Enhanced Version by: Pedro Luis Cuevas Villarrubia (@AsturWebs)
Based on original work by: @linbanana
Contact: [email protected] | [email protected] | [email protected]
- Original Concept: @linbanana - Basic Auto Memory Saver functionality
- Enhanced Version: Pedro Luis Cuevas Villarrubia - Extended functionality with configurable options, interactive commands, caching and documentation improvements
- v1.0 (Original): Basic memory saving functionality by @linbanana
- v2.0 (Enhanced): Extended system with configuration options, interactive commands and improved documentation
- v2.1.0 (Memory Optimization): Improved memory management with contextual relevance and optimized performance
- v2.1.2 (Security and JSON Format): Input validation, JSON format with pagination and system improvements
- v2.2.0 (Security and Performance): Thread safety, SQL injection prevention, input sanitization and memory leak protection
- v2.3.0 (AI Behavior Control Universal): Historic testing of 30 AI models, dual functionality (universal memory + selective slash commands), Google/Gemini leadership, enterprise-safe terminology
Filter for OpenWebUI that automatically manages conversation memories. Injects relevant previous memories and automatically saves both user questions and assistant responses as memories for future use.

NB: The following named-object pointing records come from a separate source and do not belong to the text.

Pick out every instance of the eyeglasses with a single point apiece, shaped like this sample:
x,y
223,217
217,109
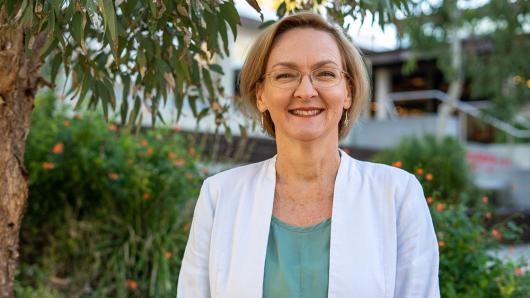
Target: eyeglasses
x,y
325,77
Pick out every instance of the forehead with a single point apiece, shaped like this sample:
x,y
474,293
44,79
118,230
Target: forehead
x,y
304,47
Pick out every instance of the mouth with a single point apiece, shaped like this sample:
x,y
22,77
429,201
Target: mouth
x,y
306,112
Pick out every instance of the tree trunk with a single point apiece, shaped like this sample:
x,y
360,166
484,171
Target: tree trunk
x,y
457,81
19,77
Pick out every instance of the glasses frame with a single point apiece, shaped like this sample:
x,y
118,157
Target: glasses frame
x,y
343,74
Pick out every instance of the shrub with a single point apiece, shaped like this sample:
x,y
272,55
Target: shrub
x,y
467,237
108,212
440,165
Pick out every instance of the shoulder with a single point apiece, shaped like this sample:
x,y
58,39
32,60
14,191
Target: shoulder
x,y
381,172
241,176
384,182
244,172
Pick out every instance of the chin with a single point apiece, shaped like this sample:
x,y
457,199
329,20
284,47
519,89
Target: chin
x,y
309,136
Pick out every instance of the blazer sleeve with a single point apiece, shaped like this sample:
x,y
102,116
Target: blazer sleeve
x,y
194,280
417,246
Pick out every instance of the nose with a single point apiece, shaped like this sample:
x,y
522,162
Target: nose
x,y
305,89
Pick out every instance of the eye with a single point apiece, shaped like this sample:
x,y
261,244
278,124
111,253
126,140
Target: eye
x,y
325,74
284,75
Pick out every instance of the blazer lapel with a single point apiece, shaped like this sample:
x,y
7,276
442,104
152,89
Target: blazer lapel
x,y
251,235
354,252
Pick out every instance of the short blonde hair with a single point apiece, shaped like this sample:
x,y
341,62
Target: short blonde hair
x,y
256,63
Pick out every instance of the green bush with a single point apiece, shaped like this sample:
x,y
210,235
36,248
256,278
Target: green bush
x,y
108,212
467,236
441,163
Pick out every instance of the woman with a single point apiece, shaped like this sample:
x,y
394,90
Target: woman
x,y
312,221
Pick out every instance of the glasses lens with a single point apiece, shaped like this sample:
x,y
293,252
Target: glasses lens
x,y
325,77
285,78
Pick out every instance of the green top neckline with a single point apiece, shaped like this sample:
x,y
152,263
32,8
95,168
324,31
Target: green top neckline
x,y
311,228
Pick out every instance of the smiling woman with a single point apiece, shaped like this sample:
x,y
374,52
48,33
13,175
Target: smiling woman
x,y
311,221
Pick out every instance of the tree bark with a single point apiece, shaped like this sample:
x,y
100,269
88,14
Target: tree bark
x,y
19,79
457,81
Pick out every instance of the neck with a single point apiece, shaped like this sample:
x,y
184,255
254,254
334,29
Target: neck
x,y
306,161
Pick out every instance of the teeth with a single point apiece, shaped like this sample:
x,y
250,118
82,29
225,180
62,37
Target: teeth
x,y
305,112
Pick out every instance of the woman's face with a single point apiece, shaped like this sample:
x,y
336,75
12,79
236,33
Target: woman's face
x,y
304,112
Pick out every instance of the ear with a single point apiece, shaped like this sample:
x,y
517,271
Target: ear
x,y
260,103
348,101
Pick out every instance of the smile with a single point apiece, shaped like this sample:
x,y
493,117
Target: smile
x,y
306,113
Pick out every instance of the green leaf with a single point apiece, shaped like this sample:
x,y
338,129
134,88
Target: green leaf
x,y
217,68
228,134
134,112
109,16
255,5
204,112
224,35
208,81
84,89
243,132
211,29
76,28
179,99
230,14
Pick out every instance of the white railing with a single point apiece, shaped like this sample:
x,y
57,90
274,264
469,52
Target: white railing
x,y
459,106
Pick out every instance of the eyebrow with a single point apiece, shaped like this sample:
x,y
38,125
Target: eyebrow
x,y
294,65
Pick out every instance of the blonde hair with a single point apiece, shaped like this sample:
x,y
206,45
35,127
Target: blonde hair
x,y
256,63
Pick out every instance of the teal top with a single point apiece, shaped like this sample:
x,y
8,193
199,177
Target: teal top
x,y
297,261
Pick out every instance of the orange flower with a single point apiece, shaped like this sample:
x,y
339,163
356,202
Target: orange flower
x,y
429,200
179,162
132,284
58,148
172,155
150,151
397,164
48,166
187,227
518,271
496,234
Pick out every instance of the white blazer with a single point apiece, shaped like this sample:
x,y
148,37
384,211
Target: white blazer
x,y
382,242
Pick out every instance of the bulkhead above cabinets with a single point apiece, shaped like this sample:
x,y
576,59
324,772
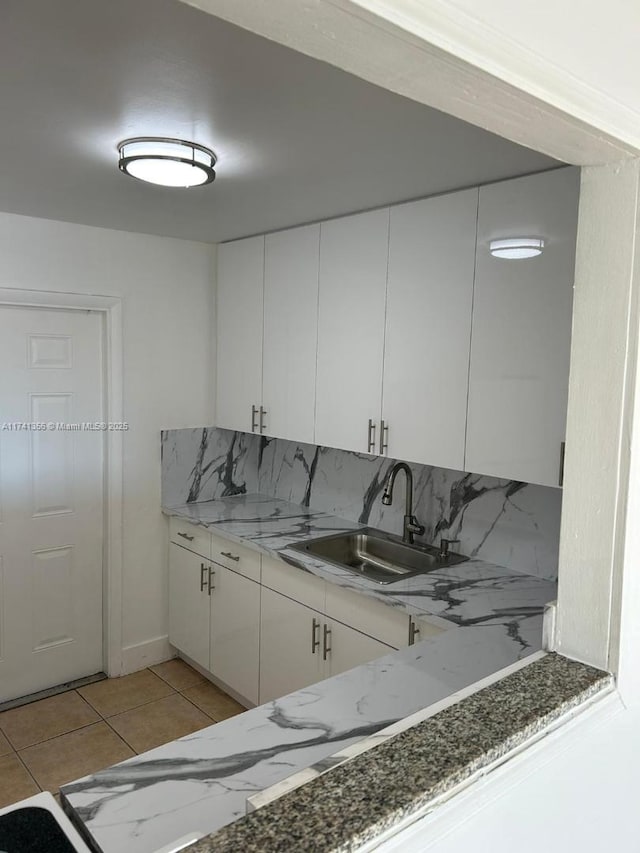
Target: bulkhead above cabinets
x,y
397,332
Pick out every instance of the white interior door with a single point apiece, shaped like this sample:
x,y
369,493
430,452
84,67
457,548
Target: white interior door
x,y
51,497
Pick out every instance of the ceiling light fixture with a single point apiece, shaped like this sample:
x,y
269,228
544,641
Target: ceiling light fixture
x,y
167,162
517,248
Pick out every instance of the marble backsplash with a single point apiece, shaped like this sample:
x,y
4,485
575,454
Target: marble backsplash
x,y
511,524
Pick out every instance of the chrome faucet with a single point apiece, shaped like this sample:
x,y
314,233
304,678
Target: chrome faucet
x,y
410,527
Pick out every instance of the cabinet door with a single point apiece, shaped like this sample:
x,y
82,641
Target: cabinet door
x,y
188,604
347,648
290,332
239,307
353,279
235,631
428,328
290,646
522,330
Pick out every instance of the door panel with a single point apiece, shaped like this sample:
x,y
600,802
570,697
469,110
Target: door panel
x,y
189,611
428,328
353,283
350,648
51,496
239,336
290,332
287,661
235,632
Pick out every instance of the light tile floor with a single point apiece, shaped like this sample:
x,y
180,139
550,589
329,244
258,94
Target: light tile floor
x,y
53,741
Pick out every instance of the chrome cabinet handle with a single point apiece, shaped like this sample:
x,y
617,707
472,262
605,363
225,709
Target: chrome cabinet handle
x,y
413,631
384,437
561,471
231,556
371,437
326,637
315,635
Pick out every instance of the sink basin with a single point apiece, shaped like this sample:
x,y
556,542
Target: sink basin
x,y
378,556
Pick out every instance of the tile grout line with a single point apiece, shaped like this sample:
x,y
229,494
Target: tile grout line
x,y
123,739
31,776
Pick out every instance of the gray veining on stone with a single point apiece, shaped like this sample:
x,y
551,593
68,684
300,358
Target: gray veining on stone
x,y
474,593
356,802
504,522
201,782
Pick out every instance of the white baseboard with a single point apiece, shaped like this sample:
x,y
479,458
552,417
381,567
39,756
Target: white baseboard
x,y
140,655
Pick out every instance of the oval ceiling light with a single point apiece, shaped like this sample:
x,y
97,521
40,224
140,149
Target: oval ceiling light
x,y
516,248
167,162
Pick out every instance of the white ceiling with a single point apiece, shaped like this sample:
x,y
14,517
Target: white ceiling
x,y
297,140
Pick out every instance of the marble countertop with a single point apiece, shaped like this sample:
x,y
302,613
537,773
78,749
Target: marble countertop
x,y
472,593
198,784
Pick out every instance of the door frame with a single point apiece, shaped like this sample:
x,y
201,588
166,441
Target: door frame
x,y
111,309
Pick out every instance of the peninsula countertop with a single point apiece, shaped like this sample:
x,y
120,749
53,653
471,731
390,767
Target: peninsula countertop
x,y
200,783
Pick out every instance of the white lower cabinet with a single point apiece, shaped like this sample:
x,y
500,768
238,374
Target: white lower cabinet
x,y
290,656
235,631
265,640
300,646
189,604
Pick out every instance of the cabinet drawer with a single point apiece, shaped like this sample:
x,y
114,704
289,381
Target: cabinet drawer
x,y
243,560
294,583
378,620
190,536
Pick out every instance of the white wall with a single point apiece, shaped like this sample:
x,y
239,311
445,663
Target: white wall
x,y
571,54
167,290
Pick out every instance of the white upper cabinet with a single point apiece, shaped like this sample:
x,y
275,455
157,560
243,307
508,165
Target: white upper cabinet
x,y
428,328
239,333
290,333
522,330
353,282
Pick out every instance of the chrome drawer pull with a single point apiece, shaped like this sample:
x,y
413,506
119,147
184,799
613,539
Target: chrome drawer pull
x,y
371,437
413,632
384,437
315,635
326,648
230,556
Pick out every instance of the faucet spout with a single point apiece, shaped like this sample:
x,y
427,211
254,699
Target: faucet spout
x,y
410,527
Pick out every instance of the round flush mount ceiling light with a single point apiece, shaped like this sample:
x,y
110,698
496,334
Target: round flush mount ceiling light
x,y
167,162
517,248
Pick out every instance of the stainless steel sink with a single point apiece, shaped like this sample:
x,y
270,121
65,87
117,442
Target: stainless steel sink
x,y
378,556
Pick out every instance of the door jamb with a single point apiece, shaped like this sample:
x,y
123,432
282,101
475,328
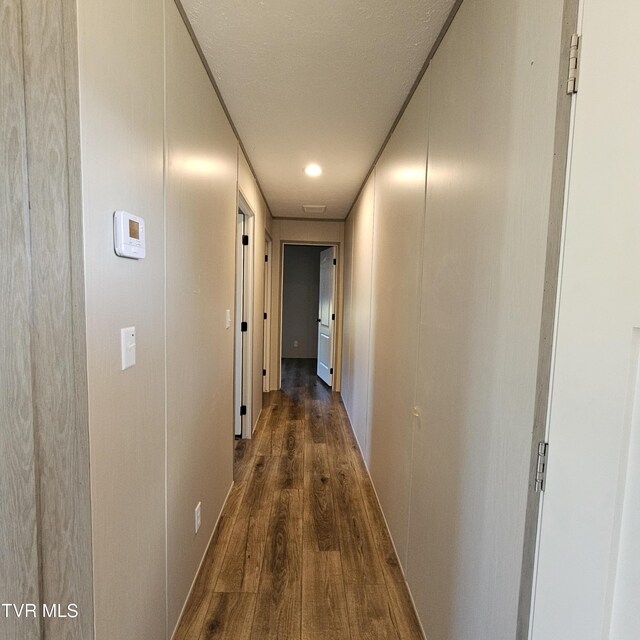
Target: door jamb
x,y
247,356
268,284
564,111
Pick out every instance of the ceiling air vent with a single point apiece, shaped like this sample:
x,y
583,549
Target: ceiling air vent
x,y
314,209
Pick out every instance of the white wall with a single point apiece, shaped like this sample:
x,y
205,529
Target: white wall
x,y
121,58
455,310
176,298
357,316
591,511
262,222
301,293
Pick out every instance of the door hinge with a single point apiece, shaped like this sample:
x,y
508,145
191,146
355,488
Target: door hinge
x,y
541,466
574,64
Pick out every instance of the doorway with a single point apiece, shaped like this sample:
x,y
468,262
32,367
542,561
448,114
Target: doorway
x,y
243,409
266,356
308,308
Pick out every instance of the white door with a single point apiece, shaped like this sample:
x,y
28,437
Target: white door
x,y
326,316
588,573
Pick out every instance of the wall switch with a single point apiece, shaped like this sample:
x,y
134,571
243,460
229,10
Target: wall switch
x,y
197,516
128,347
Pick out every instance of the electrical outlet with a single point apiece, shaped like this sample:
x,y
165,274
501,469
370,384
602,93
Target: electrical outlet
x,y
198,515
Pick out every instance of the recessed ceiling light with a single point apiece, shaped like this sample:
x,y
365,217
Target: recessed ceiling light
x,y
313,170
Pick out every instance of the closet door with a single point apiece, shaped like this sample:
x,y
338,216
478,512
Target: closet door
x,y
18,506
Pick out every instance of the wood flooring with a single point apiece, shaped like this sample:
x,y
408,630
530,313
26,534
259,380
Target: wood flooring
x,y
301,551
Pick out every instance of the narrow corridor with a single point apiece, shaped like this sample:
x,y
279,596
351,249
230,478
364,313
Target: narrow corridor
x,y
301,550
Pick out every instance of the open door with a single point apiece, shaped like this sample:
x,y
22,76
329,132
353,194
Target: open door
x,y
243,322
588,573
326,316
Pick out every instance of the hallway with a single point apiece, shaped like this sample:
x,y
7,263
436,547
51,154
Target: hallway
x,y
301,550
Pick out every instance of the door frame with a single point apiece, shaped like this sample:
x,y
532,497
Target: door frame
x,y
244,343
336,356
268,283
565,107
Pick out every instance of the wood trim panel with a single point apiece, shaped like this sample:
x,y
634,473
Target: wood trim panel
x,y
18,505
58,338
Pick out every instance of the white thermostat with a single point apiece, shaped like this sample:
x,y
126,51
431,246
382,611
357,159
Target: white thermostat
x,y
128,235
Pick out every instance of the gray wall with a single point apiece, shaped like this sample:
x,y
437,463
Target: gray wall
x,y
173,444
45,554
301,282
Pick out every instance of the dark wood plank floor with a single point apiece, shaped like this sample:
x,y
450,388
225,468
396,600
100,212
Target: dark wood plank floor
x,y
301,551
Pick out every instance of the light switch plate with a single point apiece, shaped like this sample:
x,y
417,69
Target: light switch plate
x,y
128,347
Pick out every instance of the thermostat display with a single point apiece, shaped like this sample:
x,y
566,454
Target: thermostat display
x,y
128,235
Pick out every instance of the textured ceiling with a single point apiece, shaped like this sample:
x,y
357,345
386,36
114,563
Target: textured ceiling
x,y
314,81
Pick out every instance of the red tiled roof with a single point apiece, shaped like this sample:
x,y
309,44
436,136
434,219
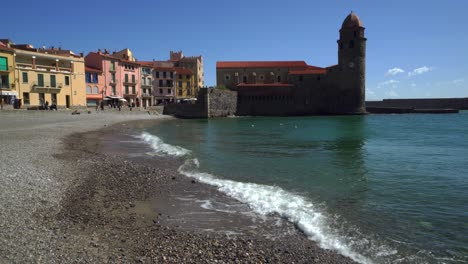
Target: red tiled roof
x,y
260,64
183,71
169,69
90,69
308,71
264,85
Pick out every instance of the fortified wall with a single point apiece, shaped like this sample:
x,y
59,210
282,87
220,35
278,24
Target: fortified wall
x,y
433,103
210,103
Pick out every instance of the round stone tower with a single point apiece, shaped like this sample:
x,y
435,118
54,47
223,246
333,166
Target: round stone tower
x,y
352,62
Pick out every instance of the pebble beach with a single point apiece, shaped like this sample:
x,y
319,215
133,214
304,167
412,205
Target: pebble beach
x,y
68,196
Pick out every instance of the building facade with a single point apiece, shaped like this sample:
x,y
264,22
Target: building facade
x,y
94,86
49,76
7,75
184,82
295,88
121,73
193,63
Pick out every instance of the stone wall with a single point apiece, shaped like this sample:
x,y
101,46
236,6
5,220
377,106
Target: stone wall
x,y
435,103
210,103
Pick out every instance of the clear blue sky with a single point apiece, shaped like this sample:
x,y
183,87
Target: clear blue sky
x,y
414,48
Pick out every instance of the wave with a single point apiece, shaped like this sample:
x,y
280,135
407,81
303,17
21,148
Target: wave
x,y
266,199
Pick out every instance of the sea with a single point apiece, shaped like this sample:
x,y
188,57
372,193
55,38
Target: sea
x,y
375,188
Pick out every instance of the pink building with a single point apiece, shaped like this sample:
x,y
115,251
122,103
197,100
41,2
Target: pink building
x,y
121,73
94,86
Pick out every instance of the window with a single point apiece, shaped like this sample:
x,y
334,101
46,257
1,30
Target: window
x,y
26,98
40,80
25,77
3,64
41,98
53,82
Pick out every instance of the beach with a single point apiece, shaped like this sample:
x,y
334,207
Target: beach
x,y
71,191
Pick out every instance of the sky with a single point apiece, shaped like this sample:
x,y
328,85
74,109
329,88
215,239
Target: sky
x,y
415,49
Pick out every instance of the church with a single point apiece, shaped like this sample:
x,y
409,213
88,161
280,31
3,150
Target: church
x,y
295,88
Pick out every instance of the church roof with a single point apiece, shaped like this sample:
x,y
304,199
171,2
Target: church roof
x,y
351,21
260,64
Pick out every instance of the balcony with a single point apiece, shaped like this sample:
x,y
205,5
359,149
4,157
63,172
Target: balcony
x,y
6,69
129,82
47,86
43,68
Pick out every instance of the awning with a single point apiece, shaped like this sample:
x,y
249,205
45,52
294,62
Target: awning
x,y
9,93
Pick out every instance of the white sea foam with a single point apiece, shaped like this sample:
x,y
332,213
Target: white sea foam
x,y
265,199
161,148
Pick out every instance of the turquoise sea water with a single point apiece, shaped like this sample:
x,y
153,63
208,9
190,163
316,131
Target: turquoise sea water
x,y
377,188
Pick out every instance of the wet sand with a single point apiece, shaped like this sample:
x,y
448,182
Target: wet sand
x,y
114,204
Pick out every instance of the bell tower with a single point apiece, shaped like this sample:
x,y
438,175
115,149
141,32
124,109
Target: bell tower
x,y
352,62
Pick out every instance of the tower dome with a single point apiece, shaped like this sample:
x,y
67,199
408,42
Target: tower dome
x,y
351,21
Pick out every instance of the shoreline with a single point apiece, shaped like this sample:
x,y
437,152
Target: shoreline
x,y
120,208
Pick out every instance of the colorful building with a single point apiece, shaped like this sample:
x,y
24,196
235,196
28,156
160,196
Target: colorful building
x,y
121,74
164,86
193,63
184,82
147,92
54,76
296,88
7,74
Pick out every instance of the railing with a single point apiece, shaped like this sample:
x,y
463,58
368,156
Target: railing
x,y
129,82
43,67
46,85
7,69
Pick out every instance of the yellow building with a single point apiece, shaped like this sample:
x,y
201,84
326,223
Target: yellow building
x,y
7,75
53,75
185,87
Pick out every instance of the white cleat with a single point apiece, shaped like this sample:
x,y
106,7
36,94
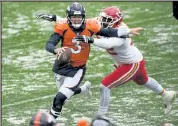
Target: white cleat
x,y
88,88
168,100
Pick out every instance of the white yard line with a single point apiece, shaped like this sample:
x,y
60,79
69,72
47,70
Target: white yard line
x,y
48,96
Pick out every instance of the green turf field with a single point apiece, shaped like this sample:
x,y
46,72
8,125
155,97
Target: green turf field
x,y
28,85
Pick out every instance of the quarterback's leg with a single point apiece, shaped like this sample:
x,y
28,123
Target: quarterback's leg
x,y
143,79
85,88
118,77
66,90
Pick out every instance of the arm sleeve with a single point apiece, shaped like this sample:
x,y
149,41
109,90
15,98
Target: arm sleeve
x,y
52,42
122,32
108,43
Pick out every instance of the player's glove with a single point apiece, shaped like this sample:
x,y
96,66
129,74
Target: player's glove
x,y
49,17
83,38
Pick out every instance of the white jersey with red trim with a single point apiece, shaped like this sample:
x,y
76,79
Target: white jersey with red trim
x,y
126,53
121,50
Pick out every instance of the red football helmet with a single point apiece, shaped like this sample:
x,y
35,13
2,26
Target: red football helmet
x,y
111,17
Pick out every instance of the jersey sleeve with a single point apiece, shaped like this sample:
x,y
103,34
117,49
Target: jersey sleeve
x,y
95,25
108,43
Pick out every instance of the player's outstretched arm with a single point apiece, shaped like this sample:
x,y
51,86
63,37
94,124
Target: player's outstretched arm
x,y
105,43
121,32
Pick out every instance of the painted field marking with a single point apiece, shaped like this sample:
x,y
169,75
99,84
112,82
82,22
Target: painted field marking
x,y
48,96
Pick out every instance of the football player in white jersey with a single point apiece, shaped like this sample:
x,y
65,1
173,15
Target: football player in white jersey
x,y
129,62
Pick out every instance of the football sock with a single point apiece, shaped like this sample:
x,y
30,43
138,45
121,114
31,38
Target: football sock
x,y
104,100
154,86
83,88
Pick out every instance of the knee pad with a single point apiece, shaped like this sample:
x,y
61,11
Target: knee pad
x,y
66,91
103,88
58,101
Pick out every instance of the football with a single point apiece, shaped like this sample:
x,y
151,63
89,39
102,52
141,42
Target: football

- Memory Injection: Injects relevant memories into the current conversation context
- Automatic Saving: Stores user questions and assistant responses as memories
- Interactive Commands: Commands for memory management (
/memories,/memory_search, etc.) - Flexible Configuration: Multiple configurable options according to needs
- Cache System: Performance optimization with cache and expiration
- Input Validation: Input sanitization and injection prevention
- Compatibility: Integrates with OpenWebUI native commands (
/add_memory)
auto-memory-saver-enhanced/
├── src/
│ ├── memoria_persistente_auto_memory_saver_enhanced.py # Main system
│ └── legacy/
│ └── Auto_Memory_Saver.py # v1.0.0 by @linbanana
├── docs/ # Technical documentation
│ ├── ARCHITECTURE.md
│ ├── SECURITY.md
│ └── release_notes_v*.md
├── README.md
├── CHANGELOG.md
├── LICENSE
└── requirements.txt
- OpenWebUI installed and running
- Python 3.8+ (included in most OpenWebUI installations)
- Access the administration panel of OpenWebUI
- Go to the "Functions" tab
- Click "+" to create a new function
- Copy and paste the complete code from the
src/memoria_persistente_auto_memory_saver_enhanced.pyfile - Assign a name: "Auto Memory Saver Enhanced"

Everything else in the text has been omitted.